A common problem for many hitters is over-eagerness. Balance is critical in hitting, and lunging forward to swing at a pitch defuses all bat speed and subsequent power. Pro hitters like to say, “You’ve got to let the ball come to you.”
That sounds like such a simple concept it hardly bares repeating. But yet, how many young hitters repeatedly lunge when they swing? How many hitters refuse to wait for the ball?

When young hitters begin facing stronger pitching, pitchers who have significant fast balls, their tendency is to start the swing earlier. That early commitment forces the hitter’s hands and trunk to move out in front of the plate before contact. In baseball speak, “He’s going out to get the pitch.” In real terms, he’s wasting all his energy before the ball reaches the bat.
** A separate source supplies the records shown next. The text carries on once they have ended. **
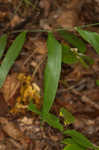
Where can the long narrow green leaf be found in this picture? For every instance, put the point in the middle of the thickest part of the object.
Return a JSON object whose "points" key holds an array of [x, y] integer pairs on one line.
{"points": [[74, 40], [79, 139], [90, 37], [11, 56], [3, 42], [52, 72]]}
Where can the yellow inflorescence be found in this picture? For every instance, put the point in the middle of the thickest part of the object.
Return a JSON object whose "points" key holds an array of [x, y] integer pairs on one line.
{"points": [[28, 91]]}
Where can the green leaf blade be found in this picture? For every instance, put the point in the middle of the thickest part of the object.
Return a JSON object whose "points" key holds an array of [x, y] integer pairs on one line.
{"points": [[90, 37], [3, 42], [11, 56], [74, 40], [52, 72]]}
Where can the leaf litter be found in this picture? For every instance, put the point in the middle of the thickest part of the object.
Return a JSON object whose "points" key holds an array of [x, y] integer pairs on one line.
{"points": [[28, 134]]}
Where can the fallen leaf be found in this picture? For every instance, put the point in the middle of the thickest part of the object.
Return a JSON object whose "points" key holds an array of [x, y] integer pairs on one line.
{"points": [[10, 87]]}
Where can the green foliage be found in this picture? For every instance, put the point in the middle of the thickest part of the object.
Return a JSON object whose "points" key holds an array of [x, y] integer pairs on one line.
{"points": [[74, 40], [90, 37], [3, 42], [68, 117], [58, 53], [52, 72], [11, 56]]}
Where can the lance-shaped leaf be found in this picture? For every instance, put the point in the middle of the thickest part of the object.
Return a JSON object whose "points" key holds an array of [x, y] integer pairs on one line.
{"points": [[90, 37], [3, 42], [11, 56], [52, 72], [74, 40]]}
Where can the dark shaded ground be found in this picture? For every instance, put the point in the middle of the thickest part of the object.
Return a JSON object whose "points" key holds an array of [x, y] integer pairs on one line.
{"points": [[21, 129]]}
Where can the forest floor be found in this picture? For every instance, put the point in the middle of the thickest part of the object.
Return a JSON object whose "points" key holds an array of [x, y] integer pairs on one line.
{"points": [[77, 91]]}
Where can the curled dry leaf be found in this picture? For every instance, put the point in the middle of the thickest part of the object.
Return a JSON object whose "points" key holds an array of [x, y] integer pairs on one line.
{"points": [[11, 130], [10, 87]]}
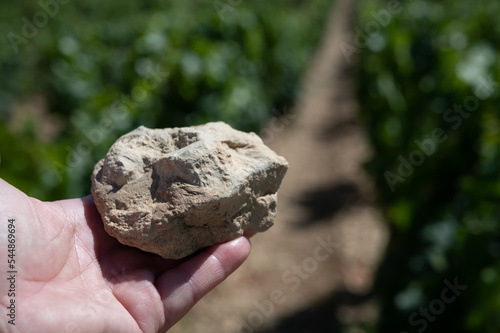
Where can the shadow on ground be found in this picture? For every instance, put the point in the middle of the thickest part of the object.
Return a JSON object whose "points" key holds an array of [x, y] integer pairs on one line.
{"points": [[324, 203], [319, 318]]}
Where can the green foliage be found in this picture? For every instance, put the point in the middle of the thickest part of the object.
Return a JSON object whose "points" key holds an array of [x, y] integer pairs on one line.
{"points": [[434, 67], [94, 70]]}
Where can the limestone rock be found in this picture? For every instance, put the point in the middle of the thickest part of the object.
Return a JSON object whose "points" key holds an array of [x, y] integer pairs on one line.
{"points": [[176, 190]]}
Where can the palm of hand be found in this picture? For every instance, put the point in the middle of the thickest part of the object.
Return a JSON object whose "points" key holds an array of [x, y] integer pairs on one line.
{"points": [[73, 277]]}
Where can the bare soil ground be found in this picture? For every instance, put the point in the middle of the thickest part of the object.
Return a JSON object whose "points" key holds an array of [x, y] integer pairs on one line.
{"points": [[290, 283]]}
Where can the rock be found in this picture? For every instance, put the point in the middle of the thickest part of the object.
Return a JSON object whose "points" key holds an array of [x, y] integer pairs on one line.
{"points": [[176, 190]]}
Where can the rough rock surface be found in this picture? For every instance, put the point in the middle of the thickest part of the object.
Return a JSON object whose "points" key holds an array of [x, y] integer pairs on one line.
{"points": [[176, 190]]}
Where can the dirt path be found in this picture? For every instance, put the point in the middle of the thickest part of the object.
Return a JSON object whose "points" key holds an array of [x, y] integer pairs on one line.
{"points": [[312, 272]]}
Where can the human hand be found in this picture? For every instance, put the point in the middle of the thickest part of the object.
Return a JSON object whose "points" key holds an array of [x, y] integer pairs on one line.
{"points": [[73, 277]]}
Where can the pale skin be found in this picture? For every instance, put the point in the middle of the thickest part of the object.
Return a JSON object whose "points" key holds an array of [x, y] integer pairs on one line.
{"points": [[73, 277]]}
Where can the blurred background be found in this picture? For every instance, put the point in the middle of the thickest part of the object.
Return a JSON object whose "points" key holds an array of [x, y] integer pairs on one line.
{"points": [[385, 110]]}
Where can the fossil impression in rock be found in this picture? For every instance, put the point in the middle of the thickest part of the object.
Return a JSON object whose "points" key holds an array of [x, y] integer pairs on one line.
{"points": [[174, 191]]}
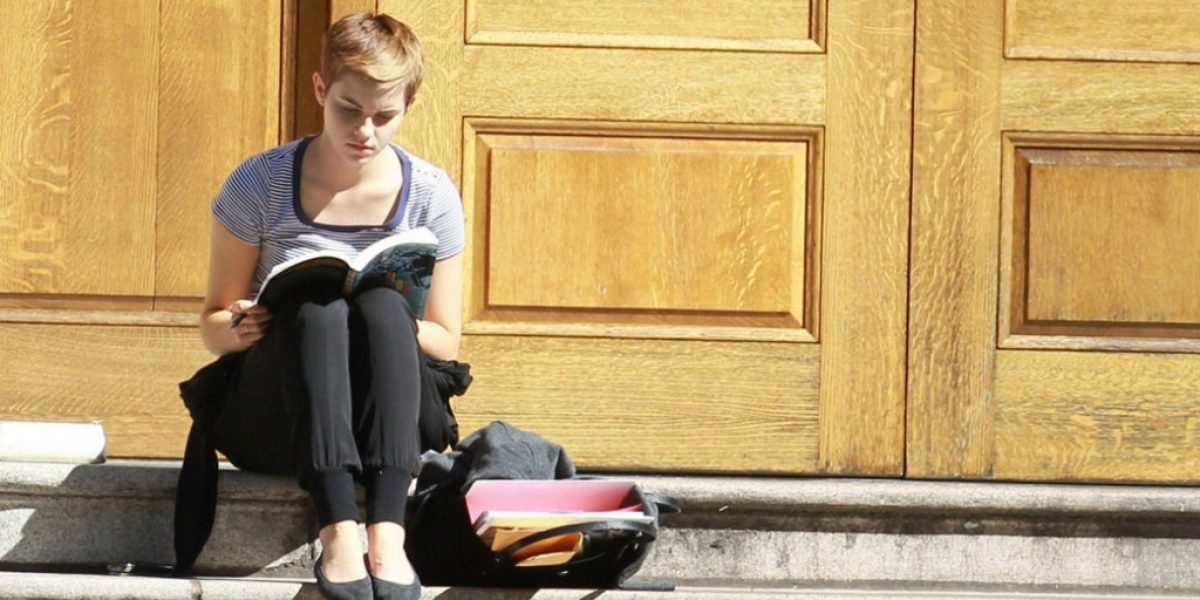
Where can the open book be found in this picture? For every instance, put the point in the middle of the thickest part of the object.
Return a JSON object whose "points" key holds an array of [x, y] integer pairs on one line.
{"points": [[403, 262]]}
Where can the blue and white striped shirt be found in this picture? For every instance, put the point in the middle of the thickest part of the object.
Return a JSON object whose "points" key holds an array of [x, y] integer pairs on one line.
{"points": [[261, 204]]}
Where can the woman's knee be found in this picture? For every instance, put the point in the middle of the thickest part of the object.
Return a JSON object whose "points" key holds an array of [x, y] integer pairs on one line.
{"points": [[323, 316], [384, 305]]}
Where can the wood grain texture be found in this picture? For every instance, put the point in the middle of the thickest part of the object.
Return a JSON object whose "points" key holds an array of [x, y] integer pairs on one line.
{"points": [[1091, 252], [1131, 154], [1093, 417], [663, 85], [1147, 30], [433, 126], [339, 9], [652, 405], [714, 220], [220, 103], [311, 21], [78, 179], [124, 376], [954, 238], [757, 25], [1102, 97], [865, 243], [795, 322]]}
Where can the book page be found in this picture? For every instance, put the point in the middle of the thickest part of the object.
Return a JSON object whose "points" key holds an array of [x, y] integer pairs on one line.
{"points": [[403, 262]]}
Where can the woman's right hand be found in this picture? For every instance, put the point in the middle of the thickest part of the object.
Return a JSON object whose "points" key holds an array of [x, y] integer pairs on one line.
{"points": [[249, 322]]}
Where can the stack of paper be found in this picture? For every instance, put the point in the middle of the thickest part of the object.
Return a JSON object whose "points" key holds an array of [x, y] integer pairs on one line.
{"points": [[507, 511], [76, 443]]}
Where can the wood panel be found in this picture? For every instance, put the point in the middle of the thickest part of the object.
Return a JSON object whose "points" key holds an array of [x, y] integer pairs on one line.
{"points": [[865, 249], [1127, 153], [234, 59], [1147, 30], [695, 406], [954, 238], [1101, 97], [1091, 256], [616, 84], [1090, 417], [78, 215], [717, 221], [575, 373], [124, 376], [763, 25], [433, 127], [1078, 209], [796, 149]]}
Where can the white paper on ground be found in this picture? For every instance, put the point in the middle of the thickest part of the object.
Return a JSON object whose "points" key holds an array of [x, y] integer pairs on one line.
{"points": [[52, 442]]}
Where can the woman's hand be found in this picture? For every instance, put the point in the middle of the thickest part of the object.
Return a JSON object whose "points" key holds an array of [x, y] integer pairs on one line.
{"points": [[249, 322]]}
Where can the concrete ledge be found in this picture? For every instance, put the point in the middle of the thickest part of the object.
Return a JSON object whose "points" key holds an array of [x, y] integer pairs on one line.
{"points": [[771, 531], [93, 587]]}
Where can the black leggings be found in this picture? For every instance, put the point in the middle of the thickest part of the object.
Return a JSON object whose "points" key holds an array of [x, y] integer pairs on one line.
{"points": [[331, 394]]}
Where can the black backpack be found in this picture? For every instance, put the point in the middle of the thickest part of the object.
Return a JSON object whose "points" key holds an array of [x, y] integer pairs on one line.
{"points": [[444, 549]]}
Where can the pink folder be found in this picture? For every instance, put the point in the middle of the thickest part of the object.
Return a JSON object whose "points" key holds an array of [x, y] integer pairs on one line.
{"points": [[551, 496]]}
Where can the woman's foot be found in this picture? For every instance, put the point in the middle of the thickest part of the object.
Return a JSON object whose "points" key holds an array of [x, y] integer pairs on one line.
{"points": [[385, 553], [341, 557]]}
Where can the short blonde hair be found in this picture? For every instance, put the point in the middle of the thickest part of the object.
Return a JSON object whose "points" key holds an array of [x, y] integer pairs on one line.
{"points": [[375, 46]]}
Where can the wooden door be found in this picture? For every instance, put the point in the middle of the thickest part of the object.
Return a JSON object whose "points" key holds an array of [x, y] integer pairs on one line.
{"points": [[688, 223], [1055, 322], [118, 123]]}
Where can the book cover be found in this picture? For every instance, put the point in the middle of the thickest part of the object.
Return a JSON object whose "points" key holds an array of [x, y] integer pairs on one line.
{"points": [[553, 496], [403, 262], [538, 521]]}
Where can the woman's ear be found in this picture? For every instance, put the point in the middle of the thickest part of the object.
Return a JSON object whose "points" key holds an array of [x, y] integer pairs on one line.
{"points": [[318, 88]]}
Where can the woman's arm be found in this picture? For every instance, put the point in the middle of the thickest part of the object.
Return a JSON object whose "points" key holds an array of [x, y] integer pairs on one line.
{"points": [[232, 264], [442, 329]]}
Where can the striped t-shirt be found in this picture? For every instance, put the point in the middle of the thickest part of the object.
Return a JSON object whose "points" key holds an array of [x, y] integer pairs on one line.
{"points": [[261, 204]]}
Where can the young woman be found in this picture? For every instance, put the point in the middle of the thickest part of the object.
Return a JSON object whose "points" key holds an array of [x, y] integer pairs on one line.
{"points": [[337, 379]]}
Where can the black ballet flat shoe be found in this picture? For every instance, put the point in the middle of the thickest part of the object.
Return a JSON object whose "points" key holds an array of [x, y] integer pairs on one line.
{"points": [[387, 589], [357, 589]]}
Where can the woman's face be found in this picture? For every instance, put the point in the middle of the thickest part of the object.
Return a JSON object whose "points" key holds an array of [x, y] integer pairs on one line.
{"points": [[361, 115]]}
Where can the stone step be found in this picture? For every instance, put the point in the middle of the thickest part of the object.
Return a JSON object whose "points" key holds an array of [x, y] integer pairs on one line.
{"points": [[745, 531], [22, 586]]}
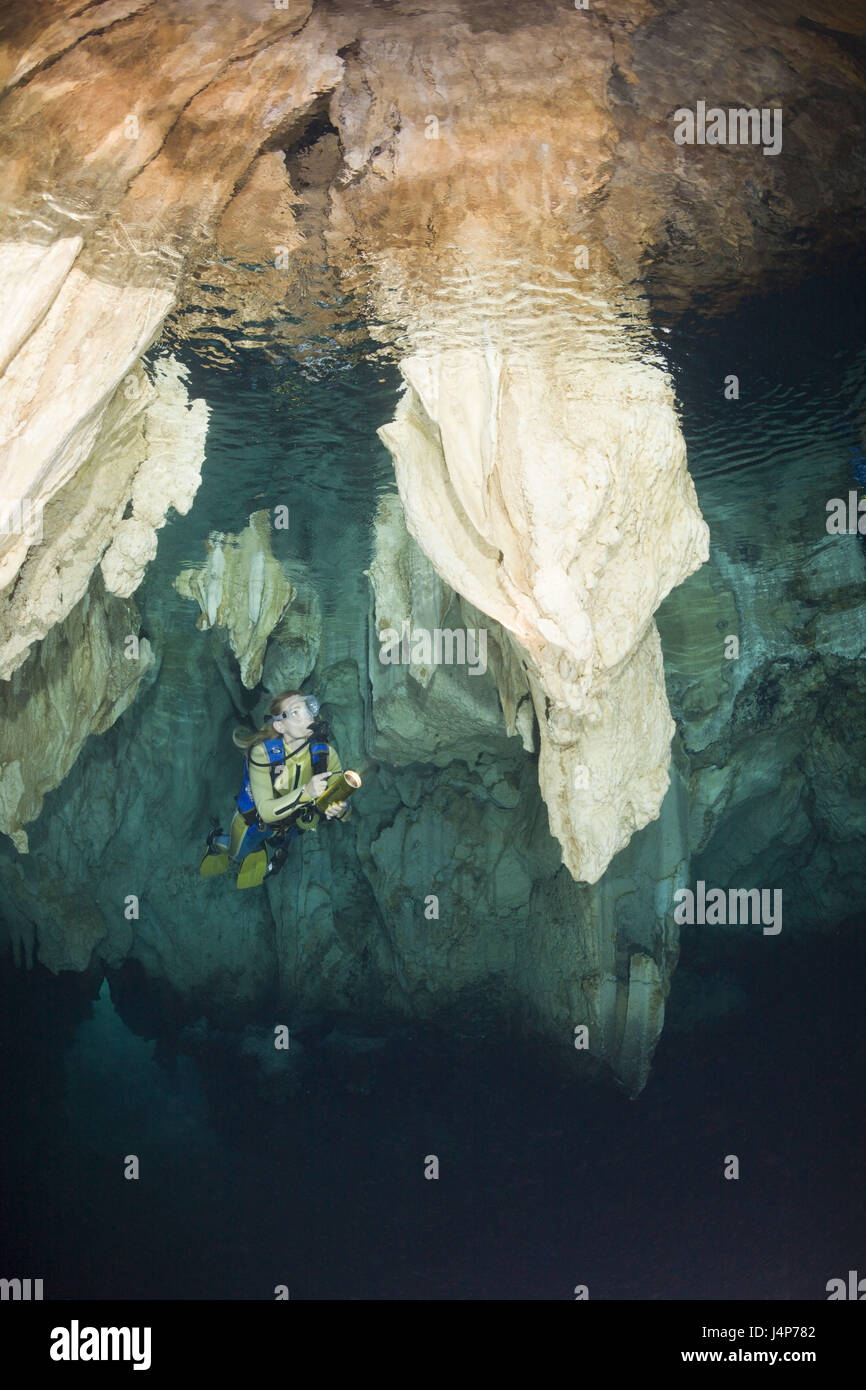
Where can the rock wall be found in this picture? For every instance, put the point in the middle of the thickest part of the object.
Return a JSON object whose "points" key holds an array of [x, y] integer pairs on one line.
{"points": [[498, 200]]}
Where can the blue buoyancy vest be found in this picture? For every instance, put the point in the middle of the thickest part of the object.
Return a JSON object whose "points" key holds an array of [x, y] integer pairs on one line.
{"points": [[275, 752], [277, 758]]}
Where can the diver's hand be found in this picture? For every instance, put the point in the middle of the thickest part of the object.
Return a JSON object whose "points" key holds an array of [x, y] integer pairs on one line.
{"points": [[316, 786]]}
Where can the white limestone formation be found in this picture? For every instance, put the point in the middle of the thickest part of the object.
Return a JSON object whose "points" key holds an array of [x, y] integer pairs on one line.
{"points": [[553, 495], [243, 588]]}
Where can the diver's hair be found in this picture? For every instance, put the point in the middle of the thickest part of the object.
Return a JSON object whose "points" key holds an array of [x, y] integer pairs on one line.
{"points": [[245, 737]]}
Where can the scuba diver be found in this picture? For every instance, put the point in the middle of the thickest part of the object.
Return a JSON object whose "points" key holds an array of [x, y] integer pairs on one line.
{"points": [[292, 777]]}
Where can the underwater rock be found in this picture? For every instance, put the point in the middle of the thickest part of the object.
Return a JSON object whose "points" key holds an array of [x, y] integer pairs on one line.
{"points": [[75, 683], [295, 642], [243, 588], [423, 709]]}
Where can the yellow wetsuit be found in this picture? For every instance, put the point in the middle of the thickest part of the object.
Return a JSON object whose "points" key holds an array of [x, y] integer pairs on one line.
{"points": [[280, 795]]}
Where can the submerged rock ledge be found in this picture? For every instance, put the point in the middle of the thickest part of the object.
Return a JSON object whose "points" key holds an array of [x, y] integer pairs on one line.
{"points": [[502, 192]]}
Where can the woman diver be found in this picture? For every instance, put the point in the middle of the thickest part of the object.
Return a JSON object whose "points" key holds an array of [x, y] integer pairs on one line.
{"points": [[288, 765]]}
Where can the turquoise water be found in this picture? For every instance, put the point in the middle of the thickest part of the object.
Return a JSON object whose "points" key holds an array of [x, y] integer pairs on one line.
{"points": [[313, 1175]]}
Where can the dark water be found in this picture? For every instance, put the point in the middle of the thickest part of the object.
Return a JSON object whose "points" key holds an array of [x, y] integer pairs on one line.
{"points": [[544, 1183]]}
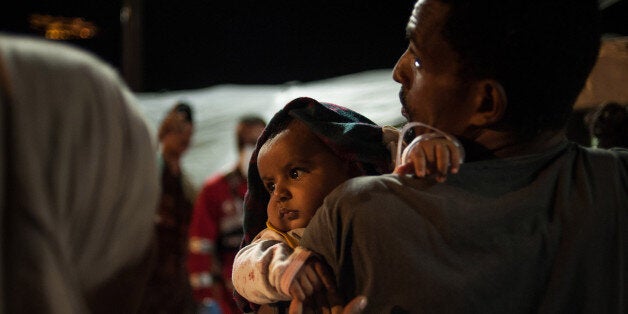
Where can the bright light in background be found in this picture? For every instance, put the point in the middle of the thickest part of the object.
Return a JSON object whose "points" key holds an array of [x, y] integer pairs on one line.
{"points": [[63, 28]]}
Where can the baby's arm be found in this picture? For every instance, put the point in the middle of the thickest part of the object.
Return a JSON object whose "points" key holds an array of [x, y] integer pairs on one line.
{"points": [[263, 270], [433, 156]]}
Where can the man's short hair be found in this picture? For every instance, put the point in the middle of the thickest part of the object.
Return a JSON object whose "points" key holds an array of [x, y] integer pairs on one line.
{"points": [[541, 51]]}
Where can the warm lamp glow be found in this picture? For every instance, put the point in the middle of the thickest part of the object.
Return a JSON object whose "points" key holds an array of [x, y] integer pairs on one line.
{"points": [[63, 28]]}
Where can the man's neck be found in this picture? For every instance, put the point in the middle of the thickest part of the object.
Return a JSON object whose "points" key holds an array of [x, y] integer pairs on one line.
{"points": [[493, 144]]}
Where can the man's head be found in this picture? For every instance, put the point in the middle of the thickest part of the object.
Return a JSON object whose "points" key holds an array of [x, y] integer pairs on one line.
{"points": [[248, 129], [506, 65]]}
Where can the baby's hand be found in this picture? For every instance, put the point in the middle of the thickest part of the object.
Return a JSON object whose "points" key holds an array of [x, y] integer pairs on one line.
{"points": [[433, 156]]}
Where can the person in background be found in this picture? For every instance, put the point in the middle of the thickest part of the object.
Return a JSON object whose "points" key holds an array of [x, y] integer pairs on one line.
{"points": [[168, 289], [78, 186], [216, 226], [531, 223], [608, 125]]}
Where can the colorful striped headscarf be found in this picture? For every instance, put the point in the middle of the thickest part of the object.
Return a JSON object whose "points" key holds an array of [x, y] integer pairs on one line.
{"points": [[350, 135], [347, 133]]}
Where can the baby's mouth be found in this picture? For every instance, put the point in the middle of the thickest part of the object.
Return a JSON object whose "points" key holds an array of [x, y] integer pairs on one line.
{"points": [[289, 214]]}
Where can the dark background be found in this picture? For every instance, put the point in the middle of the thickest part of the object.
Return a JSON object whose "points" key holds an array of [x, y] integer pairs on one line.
{"points": [[187, 44]]}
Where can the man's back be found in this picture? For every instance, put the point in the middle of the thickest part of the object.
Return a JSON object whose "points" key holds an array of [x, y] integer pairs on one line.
{"points": [[537, 233]]}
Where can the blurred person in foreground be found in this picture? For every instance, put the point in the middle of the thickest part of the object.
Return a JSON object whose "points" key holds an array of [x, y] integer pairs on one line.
{"points": [[532, 222], [77, 187], [168, 289], [216, 227]]}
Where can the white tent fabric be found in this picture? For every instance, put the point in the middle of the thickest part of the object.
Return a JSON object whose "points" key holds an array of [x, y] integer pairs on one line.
{"points": [[372, 93], [609, 78]]}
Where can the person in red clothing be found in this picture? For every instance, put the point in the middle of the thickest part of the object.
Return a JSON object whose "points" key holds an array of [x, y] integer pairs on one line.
{"points": [[216, 227]]}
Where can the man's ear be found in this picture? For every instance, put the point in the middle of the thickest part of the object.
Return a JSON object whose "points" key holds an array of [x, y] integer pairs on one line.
{"points": [[490, 103]]}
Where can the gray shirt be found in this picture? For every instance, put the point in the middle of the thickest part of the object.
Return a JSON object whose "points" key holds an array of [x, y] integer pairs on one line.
{"points": [[543, 233]]}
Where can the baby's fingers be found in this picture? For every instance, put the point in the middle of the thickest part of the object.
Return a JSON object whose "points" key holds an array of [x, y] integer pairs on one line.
{"points": [[442, 159]]}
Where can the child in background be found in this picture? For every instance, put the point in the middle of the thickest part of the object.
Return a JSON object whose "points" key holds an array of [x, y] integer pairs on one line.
{"points": [[305, 152]]}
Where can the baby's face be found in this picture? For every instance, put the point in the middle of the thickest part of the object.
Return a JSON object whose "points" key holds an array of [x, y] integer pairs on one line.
{"points": [[298, 171]]}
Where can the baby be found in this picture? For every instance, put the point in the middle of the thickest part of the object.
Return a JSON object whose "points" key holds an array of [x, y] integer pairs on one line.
{"points": [[307, 150]]}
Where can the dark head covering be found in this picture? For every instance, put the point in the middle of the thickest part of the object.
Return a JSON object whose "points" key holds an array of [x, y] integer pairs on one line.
{"points": [[349, 135]]}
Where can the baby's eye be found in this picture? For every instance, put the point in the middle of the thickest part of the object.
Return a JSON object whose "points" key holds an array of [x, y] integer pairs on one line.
{"points": [[295, 173], [417, 63]]}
So how can young hitters get themselves to wait? No matter how fast the pitcher is throwing, he still has to get the pitch over an 18-inch wide area to be successful. He still has to throw the ball into a relatively small window between the hitter’s knees and chest. The strike zone is really a small area to protect, if you think about it. In fact, if you look at hitting in the same way a hockey goalie defends his net, hitting takes on a whole new light.

A hockey goalie doesn’t bother blocking shots that are wide of the net. A hockey goalie doesn’t move forward to bat the puck out of his path. He waits. He defends the goal crease. Hitters can do the same thing.

Get yourself to think like a goalie. Your job is to defend the strike zone. You use a bat to keep the pitcher from scoring. Set up a game with your friends in which the pitcher tries to score goals off the hitter by getting the ball past him and into the strike zone. The hitter scores points by making saves – that is, by batting the ball away.

Using this mindset forces you to hit defensively. It encourages you to be selective. It trains you to wait for the ball to come to you. It helps shorten your swing.

Hitting is a reactionary process. The swing cannot begin until the hitter is sure the pitch is heading for the strike zone. The hitter must see and identify the pitch. That requires waiting. With this goalie exercise, young hitters can develop the patience needed to “stay back” and maintain balance when swinging. After accomplishing that, you can focus on becoming more aggressive.

Because, unlike hockey goalies, ball players want to do more than just knock the ball away. We want to knock the ball very hard. Hitters need to defend the strike zone, but defend it aggressively. Thinking like a goalie can help put you on the right track toward waiting for the ball -- and then crushing it!